Inaugurati defibrillatori

Due nuovi defibrillatori pubblici inaugurati a Legnano: uno in memoria di “Teto”

Le postazioni in via Menotti e viale Sabotino sono il risultato dell'impegno dei cittadini e delle associazioni. Iniziati anche corsi di formazione e progetti di sensibilizzazione nelle scuole.

Due nuovi defibrillatori pubblici inaugurati a Legnano: uno in memoria di “Teto”

La generosità della comunità ha dato vita a un’importante iniziativa a Legnano. Domenica 28 giugno sono stati inaugurati due nuovi defibrillatori pubblici, realizzati grazie all’impegno dell’associazione Sessantamilavitedasalvare Altomilanese odv, che da tempo si dedica alla cardioprotezione del territorio attraverso l’installazione di dispositivi salvavita e corsi di formazione per l’uso del DAE e le manovre di primo soccorso.

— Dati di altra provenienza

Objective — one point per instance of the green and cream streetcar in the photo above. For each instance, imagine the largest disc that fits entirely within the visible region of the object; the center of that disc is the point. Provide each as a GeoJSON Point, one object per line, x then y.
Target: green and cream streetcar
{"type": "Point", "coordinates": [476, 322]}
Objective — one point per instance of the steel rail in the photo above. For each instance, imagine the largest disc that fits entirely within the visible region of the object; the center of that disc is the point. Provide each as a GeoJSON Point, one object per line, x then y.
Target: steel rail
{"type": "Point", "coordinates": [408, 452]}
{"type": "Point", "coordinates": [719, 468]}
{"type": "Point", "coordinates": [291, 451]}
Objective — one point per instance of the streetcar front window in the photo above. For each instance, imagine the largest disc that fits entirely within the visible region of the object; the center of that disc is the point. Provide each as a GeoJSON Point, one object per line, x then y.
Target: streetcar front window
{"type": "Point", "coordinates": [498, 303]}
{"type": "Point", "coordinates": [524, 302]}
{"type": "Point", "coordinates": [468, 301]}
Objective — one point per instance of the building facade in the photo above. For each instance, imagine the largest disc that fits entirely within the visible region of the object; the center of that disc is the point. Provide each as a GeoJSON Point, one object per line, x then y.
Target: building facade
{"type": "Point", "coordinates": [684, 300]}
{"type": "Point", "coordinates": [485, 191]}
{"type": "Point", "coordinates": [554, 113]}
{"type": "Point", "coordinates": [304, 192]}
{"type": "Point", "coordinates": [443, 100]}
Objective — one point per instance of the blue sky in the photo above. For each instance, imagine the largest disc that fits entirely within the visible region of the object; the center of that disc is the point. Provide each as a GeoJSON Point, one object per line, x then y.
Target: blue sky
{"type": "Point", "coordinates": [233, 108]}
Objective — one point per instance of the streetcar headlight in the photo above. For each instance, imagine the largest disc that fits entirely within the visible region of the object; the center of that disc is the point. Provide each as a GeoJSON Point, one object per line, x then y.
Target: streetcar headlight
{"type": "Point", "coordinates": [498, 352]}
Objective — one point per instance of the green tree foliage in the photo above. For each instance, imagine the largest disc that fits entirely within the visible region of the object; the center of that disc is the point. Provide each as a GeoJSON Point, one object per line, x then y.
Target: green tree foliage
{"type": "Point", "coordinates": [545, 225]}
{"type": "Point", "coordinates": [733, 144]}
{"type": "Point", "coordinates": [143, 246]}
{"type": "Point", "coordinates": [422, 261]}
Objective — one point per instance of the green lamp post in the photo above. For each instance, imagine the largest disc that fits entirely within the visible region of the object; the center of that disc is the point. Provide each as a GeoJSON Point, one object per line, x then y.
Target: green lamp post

In memoria di Stefano Ortenzi: il primo defibrillatore

Il defibrillatore installato in via Menotti è dedicato a Stefano Ortenzi, noto come “Teto”, scomparso improvvisamente ad aprile a soli 59 anni a causa di un arresto cardiaco. La sua morte ha colpito profondamente la comunità, dando vita a una raccolta fondi straordinaria promossa da amici e genitori dei compagni di basket dei suoi figli. L’iniziativa, inizialmente mirata all’acquisto di un solo defibrillatore, ha raccolto oltre 12mila euro grazie a più di 250 donatori, permettendo di finanziare quattro postazioni salvavita. Quella inaugurata rappresenta il primo passo di questo progetto.

Corsi di formazione e sensibilizzazione

Il progetto non si limita all’installazione di nuovi defibrillatori. Le risorse raccolte consentiranno di avviare anche un percorso di sensibilizzazione alla cardioprotezione per gli studenti dell’Istituto Bernocchi, frequentato dai figli di Ortenzi, e corsi di formazione aperti a tutti per imparare a utilizzare il DAE. Il primo corso si è già svolto nei giorni scorsi, dedicato ai compagni di squadra e agli amici dei figli di Stefano. L’iniziativa è stata realizzata in collaborazione con Confartigianato Legnano, che ha offerto i propri spazi formativi, rafforzando così la sinergia con Sessantamilavitedasalvare per promuovere la cultura del primo soccorso.

La seconda postazione: un esempio di partecipazione cittadina

Il secondo defibrillatore è stato inaugurato in viale Sabotino, all’esterno del ristorante-pizzeria Dasa. Questa postazione è stata realizzata grazie alla donazione degli abitanti del quartiere, coordinati dal Controllo di vicinato Oltre Sabotino, dimostrando come la partecipazione dei cittadini possa migliorare la sicurezza del territorio e prepararlo ad affrontare le emergenze. Durante l’inaugurazione, il sindaco Lorenzo Radice ha ricevuto ringraziamenti dall’associazione, insieme all’Amministrazione comunale, per il sostegno al progetto di cardioprotezione.

Un passo importante per Legnano

Con l’aggiunta di queste due nuove installazioni, Legnano amplia ulteriormente la propria rete di defibrillatori accessibili al pubblico. Questo risultato è frutto dell’impegno congiunto di associazioni, istituzioni e cittadini, e, per quanto riguarda la postazione dedicata a Stefano Ortenzi, rappresenta un’eredità capace di salvare vite, trasformando il ricordo di una perdita improvvisa in un progetto di vita.